When time management consists of a few large pieces that slot easily alongside one another with rose smelling time in between, life is pretty relaxing. But when you throw a bucketful of extra pieces into the puzzle it suddenly becomes more complicated. The unknown factors, the uncertainties, require more certainty so that they can be fitted into the right slot. Failure to correctly place each piece results in leftover pieces that must be squeezed in elsewhere (squeezing out the rose smelling time), or the puzzle requires cropping - cutting out what isn't considered essential at the time of consideration. But it seems that the essentials are exactly what get cut (yep those fragrant roses).

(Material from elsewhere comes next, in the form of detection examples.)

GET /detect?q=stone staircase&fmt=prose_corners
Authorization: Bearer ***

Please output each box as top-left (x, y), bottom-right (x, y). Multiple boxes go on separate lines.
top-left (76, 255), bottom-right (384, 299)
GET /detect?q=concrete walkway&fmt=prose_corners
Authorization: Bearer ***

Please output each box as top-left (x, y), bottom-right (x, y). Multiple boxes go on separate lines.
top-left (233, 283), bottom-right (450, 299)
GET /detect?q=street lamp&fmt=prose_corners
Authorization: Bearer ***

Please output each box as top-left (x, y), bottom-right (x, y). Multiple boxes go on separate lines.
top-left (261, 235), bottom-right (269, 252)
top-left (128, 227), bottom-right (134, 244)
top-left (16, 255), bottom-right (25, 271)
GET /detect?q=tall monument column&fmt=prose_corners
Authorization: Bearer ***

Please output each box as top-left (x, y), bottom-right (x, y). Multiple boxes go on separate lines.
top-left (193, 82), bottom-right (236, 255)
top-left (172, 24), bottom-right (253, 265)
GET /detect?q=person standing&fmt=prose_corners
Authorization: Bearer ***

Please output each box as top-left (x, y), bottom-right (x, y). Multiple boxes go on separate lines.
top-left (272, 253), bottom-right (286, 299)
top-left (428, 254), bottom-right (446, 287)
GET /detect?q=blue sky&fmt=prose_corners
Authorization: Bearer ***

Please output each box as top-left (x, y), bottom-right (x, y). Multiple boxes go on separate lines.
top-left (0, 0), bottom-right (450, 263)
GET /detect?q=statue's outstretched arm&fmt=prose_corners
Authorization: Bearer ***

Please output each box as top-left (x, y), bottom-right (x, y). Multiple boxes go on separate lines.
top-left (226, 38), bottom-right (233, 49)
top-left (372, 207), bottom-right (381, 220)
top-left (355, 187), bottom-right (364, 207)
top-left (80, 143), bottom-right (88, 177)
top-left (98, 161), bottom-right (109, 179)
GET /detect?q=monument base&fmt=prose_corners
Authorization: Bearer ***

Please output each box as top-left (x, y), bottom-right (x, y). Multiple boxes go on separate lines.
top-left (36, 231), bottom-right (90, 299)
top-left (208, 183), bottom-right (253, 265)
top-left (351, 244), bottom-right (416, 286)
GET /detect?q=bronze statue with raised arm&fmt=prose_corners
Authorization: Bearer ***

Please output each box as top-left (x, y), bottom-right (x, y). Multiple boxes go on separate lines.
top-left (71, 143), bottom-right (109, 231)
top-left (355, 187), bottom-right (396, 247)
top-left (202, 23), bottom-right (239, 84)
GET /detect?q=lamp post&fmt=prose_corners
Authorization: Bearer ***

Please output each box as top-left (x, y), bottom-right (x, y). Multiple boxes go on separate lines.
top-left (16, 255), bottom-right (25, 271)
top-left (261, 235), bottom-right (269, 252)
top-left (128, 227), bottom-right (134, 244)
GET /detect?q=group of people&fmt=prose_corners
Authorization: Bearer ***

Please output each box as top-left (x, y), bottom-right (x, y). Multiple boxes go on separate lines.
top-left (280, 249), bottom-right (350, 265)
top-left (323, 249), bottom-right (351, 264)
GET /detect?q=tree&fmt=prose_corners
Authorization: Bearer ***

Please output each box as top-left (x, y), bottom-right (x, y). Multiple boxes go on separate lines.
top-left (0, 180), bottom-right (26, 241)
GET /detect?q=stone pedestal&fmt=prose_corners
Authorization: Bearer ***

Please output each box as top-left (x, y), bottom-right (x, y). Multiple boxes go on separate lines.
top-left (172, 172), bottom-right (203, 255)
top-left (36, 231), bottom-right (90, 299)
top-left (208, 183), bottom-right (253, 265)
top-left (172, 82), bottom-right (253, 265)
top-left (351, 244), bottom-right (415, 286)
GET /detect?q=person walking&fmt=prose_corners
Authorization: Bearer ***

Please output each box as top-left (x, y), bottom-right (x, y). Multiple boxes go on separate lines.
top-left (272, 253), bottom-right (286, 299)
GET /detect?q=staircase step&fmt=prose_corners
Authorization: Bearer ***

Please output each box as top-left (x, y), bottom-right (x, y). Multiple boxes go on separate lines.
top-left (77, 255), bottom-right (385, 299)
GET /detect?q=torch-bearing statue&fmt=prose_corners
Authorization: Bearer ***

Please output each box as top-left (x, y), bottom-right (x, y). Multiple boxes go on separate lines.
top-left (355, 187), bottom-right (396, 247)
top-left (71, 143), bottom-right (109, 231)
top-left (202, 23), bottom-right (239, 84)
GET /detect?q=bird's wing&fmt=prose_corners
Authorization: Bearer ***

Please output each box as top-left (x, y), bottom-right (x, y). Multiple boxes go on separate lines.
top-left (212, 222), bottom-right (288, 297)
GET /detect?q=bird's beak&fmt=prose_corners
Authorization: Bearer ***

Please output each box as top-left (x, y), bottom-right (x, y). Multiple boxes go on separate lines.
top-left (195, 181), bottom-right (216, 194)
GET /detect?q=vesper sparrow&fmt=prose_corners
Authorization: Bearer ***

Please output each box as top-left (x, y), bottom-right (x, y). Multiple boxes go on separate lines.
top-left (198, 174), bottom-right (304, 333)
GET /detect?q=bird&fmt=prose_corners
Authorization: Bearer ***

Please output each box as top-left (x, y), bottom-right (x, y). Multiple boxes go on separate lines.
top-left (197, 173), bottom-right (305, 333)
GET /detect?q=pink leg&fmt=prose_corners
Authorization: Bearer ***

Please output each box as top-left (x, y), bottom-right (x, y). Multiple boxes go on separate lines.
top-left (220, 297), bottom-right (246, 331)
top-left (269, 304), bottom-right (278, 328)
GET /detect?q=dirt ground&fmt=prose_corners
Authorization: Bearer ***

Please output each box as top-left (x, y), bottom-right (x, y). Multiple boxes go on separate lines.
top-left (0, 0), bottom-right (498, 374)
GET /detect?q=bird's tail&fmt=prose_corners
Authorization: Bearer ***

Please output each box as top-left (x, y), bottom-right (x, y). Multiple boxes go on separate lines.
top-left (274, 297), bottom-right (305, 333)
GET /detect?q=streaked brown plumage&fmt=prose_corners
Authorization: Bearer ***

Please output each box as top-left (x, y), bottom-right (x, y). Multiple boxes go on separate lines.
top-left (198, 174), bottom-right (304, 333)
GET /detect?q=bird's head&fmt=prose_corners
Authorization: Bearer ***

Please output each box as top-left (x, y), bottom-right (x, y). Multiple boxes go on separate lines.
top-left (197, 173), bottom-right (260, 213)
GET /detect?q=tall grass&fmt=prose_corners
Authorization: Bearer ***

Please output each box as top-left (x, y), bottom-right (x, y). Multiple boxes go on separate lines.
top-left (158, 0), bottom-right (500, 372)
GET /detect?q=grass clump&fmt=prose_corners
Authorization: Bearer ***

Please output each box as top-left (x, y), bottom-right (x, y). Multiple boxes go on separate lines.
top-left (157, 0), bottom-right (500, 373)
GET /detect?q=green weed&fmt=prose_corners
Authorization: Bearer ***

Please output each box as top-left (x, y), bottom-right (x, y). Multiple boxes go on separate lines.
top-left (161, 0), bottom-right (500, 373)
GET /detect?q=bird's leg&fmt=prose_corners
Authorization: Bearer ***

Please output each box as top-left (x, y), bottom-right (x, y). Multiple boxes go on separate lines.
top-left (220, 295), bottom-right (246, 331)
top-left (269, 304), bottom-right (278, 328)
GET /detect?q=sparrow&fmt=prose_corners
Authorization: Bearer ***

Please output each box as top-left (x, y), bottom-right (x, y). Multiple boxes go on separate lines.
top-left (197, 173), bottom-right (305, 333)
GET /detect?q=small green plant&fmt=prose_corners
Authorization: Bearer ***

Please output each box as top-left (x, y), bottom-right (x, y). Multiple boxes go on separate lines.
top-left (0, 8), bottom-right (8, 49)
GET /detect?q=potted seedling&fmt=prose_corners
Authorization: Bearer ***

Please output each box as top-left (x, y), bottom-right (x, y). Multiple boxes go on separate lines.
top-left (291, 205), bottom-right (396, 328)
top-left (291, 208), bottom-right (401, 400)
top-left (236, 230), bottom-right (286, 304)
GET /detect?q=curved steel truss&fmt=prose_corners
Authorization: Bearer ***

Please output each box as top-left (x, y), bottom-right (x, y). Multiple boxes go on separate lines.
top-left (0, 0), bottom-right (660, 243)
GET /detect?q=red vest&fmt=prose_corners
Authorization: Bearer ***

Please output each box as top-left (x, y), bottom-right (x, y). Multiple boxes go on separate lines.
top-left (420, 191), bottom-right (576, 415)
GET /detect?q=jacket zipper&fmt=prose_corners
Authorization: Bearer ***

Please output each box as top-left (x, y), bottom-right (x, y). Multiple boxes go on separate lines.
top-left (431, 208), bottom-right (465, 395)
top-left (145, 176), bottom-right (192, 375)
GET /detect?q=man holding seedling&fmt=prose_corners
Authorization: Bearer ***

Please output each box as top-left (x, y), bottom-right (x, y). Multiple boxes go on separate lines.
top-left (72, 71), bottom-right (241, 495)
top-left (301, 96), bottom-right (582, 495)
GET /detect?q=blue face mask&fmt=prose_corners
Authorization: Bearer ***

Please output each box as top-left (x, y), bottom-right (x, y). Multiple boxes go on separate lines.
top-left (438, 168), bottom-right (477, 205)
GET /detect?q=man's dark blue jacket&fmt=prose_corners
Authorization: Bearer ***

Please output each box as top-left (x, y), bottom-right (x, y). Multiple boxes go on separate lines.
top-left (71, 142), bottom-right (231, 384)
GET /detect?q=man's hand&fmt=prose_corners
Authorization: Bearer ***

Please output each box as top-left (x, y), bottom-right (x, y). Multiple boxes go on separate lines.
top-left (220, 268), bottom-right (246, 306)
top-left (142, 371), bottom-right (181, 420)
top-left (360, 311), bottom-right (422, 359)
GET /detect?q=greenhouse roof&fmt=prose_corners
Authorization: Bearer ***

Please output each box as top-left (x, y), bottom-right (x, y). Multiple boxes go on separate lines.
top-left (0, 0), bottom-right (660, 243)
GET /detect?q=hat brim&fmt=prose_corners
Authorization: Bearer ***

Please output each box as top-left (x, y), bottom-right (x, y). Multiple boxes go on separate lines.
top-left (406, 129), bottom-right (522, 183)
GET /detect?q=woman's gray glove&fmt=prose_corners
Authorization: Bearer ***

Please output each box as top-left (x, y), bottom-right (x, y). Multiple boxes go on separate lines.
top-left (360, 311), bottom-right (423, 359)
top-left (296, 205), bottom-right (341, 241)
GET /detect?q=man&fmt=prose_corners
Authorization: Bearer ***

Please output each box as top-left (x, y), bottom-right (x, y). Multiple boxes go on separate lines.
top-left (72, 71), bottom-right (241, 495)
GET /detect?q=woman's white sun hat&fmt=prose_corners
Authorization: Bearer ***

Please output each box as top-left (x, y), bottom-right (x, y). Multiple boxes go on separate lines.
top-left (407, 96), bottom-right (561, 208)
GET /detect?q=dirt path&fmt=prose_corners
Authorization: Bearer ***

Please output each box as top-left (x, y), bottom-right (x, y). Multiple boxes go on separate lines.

Perhaps this is the whinings of someone who suddenly returned to work and study after several months living in the country with mum and magic fridge that re-stocks itself. There was plenty to be done and was done in those months - but the pieces were large and the roses everywhere. But is it possible these moments of transition, as we pass through the door or window, allow us to look forwards and backwards with as much clarity and balance as we'll ever have. But then again, perhaps the reverse is true. The roses of the past may never smell better than when we have just moved out of nose-shot. And the roses of the future seem all too inapparent when you're standing at the foot of the mountain taking in the entire vista. What is more likely to be the case is a blend of the two. Some insights are clouded by emotion while others are illuminated by those same emotions. But what is what, and which is which and how the hell am I going to get to work more quickly so that I have more time to go food shopping, go to the gym, write a thesis and scrabble around looking for roses to smell, are some of the pieces that I'll try to fit in without cropping too much of the puzzle.